# Ebc To Lovibond Conversion



## dicko

G'Day all,
Can anyone help with a conversion chart or formula to convert EBC to Lovibond.
I have bought all my grain from Grumpys so far and they supply figures in EBC.
I now am reading different recipes from other sources and I find some use Lovibond as there grain standard and I would like to match grains if possible.

Cheers B B B.


----------



## Hoops

BBB

Don't know about a chart - I entered the values into Promash then changed the settings from EBC to Lovibond.

Hoops


----------



## joecast

from papazian, 

SRM and Lovibond are approximately the same,

SRM x 2 = EBC 

so basically EBC/2 = Lovibond

there was a topic on this not long ago but cant remembet what it was call. also im sure you could get something a bit more precise by searching the net. its surprising how many homebrew site are out there. 
joe

from brewingtechniques.com
In the United States, color is expressed in terms of the Standard Research Method (SRM) values set by the ASBC or in Lovibond, an older method of visual measurement upon which SRM is based (the two measurements are essentially equivalent).

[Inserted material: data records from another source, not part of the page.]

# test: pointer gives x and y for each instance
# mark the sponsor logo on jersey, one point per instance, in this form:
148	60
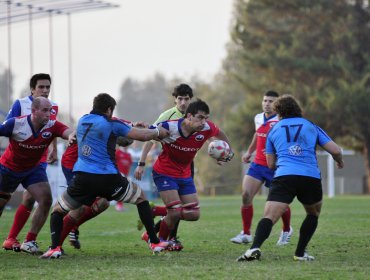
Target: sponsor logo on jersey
46	134
184	149
86	150
295	150
199	137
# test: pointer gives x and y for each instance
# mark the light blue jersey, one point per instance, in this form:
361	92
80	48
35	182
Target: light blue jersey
294	141
96	139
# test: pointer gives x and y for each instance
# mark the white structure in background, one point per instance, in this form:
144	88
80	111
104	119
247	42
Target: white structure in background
57	181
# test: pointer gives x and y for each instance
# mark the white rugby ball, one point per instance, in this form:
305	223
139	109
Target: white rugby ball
218	149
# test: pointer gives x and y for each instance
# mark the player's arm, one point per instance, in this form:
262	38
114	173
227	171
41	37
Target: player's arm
336	152
53	152
251	148
139	170
145	134
271	161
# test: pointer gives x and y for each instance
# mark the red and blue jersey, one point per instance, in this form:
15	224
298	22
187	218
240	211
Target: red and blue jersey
263	126
27	146
22	107
176	157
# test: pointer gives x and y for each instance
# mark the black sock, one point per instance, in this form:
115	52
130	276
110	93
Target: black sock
56	227
145	214
173	233
157	226
306	231
262	232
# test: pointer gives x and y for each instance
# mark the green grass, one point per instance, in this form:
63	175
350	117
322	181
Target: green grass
112	249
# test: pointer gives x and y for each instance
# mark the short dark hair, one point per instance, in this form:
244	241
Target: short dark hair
39	76
196	106
102	102
182	90
271	93
124	141
287	106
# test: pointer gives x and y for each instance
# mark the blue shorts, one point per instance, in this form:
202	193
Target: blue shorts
10	180
183	186
262	173
68	174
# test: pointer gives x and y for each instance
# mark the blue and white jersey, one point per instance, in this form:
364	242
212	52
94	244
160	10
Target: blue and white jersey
96	139
294	141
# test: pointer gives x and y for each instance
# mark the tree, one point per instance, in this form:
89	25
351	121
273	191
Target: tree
316	50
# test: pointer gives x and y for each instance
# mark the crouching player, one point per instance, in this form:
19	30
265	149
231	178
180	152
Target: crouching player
96	172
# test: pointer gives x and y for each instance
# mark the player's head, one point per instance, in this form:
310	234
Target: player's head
269	98
124	141
104	104
183	93
41	110
287	106
197	114
40	85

In European lot analyses, color may be measured according to a visual method developed by the European Brewing Convention (expressed as EBC units). The formula EBC = (L X 2.65) - 1.2 gives a reasonably accurate translation to Lovibond values.


----------



## dicko

Thanks for that guys!
I have done a google search and found a heap of info on the subject.
I was surprised that I could not find anything in the Palmer book.
Cheers B B B.


----------



## rcsoccer

It's actually not as simple as just multiplying by 2 to get the color in EBC. Even BeerSmith uses this approximation. At the lower end of the spectrum (CaraPils, Crystal 20EBC) it is about double the Lovibond color, but as you get to the higher colors it gets a bit skewed away from 2X(L color) (e.g. - Briess Crystal 60L = ~160 EBC). The actual equation is:

EBC=(2*Lovibond)-1.2

This gives you a more accurate color in EBC.

Cheers!


----------



## DU99

http://pint.com.au/calculators/maltcolour/
https://www.brewtoad.com/tools/color-converter


----------